Zen koans, by their nature and intent, are riddles that defy logic. They are meant to be contemplated at length and require one to approach the puzzles with a clear, open mind. Hard to do in the average 21st century life, where work doesn't end until 6 p.m. (at least) and the weekend means some extra time to do more work. But I have recently discovered Zen koans, and I craved some breathing room in which to ponder them. (I'm single and sick of Match.com, OK?) Sure, I could've gone to Lake Erie, but I needed real breathing space the kind that smells like pine needles and pure ozone.
Enter the Savage River Lodge.
About five hours southeast of Cleveland, in the tip-top western corner of Maryland, at approximately 2,700 feet above sea level, down a bumpy gravel road/trail, lies the lodge in all its glorious simplicity.

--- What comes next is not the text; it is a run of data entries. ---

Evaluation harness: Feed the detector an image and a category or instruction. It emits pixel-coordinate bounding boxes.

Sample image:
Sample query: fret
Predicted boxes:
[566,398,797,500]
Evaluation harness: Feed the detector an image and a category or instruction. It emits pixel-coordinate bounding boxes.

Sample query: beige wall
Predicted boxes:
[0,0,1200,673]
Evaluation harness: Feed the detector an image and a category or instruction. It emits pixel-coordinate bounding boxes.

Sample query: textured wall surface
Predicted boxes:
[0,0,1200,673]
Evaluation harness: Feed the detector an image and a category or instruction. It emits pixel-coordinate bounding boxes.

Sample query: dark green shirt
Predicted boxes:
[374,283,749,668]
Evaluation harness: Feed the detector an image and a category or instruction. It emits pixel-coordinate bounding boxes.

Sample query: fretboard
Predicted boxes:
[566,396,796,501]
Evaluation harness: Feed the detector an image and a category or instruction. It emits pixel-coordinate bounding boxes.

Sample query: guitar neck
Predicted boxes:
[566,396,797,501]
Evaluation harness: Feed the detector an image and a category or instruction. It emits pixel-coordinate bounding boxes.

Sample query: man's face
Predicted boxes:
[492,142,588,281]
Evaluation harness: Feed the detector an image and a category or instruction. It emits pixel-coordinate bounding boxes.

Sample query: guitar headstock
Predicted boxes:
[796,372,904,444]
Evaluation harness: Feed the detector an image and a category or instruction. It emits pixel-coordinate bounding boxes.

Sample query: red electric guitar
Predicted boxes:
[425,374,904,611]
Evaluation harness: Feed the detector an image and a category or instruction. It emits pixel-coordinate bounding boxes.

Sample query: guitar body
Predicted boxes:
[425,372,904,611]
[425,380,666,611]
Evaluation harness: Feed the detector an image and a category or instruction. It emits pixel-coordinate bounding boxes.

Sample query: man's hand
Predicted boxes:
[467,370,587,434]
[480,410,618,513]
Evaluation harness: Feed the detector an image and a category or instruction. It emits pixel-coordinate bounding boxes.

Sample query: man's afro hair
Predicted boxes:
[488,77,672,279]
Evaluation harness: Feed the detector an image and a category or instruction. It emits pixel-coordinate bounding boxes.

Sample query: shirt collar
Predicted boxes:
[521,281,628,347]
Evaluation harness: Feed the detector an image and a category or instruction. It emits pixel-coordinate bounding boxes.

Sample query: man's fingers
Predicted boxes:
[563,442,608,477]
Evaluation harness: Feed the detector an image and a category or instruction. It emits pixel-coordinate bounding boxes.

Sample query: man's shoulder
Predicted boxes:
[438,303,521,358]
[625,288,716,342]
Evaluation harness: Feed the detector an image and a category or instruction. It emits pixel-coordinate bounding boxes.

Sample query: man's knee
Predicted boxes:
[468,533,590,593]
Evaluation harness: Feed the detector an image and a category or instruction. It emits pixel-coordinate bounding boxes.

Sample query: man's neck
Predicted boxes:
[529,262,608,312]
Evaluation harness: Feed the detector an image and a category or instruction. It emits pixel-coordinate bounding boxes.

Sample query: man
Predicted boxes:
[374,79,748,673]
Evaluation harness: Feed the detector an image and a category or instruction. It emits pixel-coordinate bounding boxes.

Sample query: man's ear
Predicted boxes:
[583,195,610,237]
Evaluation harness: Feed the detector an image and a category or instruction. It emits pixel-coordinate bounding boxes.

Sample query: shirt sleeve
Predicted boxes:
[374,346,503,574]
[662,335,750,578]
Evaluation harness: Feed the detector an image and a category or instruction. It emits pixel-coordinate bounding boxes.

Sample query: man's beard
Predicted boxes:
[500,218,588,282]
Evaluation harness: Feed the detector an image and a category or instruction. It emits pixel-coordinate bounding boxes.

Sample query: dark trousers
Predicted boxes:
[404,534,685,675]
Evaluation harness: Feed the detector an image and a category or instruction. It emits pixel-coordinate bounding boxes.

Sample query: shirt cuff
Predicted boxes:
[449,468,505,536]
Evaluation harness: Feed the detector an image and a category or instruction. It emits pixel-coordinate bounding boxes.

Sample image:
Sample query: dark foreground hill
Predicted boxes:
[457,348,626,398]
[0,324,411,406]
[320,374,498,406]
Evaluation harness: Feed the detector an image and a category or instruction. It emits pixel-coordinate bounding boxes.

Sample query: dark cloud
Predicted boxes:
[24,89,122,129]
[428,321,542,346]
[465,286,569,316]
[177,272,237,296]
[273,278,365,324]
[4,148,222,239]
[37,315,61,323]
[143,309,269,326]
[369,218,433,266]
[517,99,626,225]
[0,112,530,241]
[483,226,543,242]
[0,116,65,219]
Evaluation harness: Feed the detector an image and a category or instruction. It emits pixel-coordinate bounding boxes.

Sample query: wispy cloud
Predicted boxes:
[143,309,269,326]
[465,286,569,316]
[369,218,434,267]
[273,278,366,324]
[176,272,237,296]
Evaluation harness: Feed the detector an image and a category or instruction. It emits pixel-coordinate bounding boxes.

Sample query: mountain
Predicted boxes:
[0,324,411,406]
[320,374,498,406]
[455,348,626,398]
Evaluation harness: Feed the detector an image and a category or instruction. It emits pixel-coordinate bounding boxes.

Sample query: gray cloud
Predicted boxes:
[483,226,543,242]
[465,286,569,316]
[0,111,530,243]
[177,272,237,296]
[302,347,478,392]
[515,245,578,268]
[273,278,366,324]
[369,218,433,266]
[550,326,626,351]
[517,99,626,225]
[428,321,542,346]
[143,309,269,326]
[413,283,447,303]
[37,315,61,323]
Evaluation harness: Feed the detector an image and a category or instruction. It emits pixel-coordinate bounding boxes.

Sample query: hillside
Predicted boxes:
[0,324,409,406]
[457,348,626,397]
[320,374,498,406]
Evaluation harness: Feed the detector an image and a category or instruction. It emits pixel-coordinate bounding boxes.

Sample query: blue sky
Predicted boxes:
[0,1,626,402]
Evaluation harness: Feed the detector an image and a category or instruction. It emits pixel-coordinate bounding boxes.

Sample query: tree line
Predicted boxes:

I had 24 hours to slow down and contemplate. Would the lodge really be able to exorcise my stress in such a short period? Would it be possible to walk a little farther down my own personal path to enlightenment? Or at least understand that most puzzled-over koan of all, the sound of one hand clapping?
As the dust from the road settled around my car, it immediately hit me: silence. A layer of stress drifted away from me.
Now, that's not to say I was fleet-footed and fancy-free. But that moment held a whisper of things to come.
Owner Mike Russell (who runs the place with his wife, Jan, and their dog, Bodhi) gave me a quick tour. Part family summer house, part upscale retreat, the main lodge had me torn between stopping beside the stone fireplace at the bar that Mike and Jan take great care in stocking with a dizzying array of quality wines or alighting on one of the three levels of a porch facing tree-filled valleys and rolling hills.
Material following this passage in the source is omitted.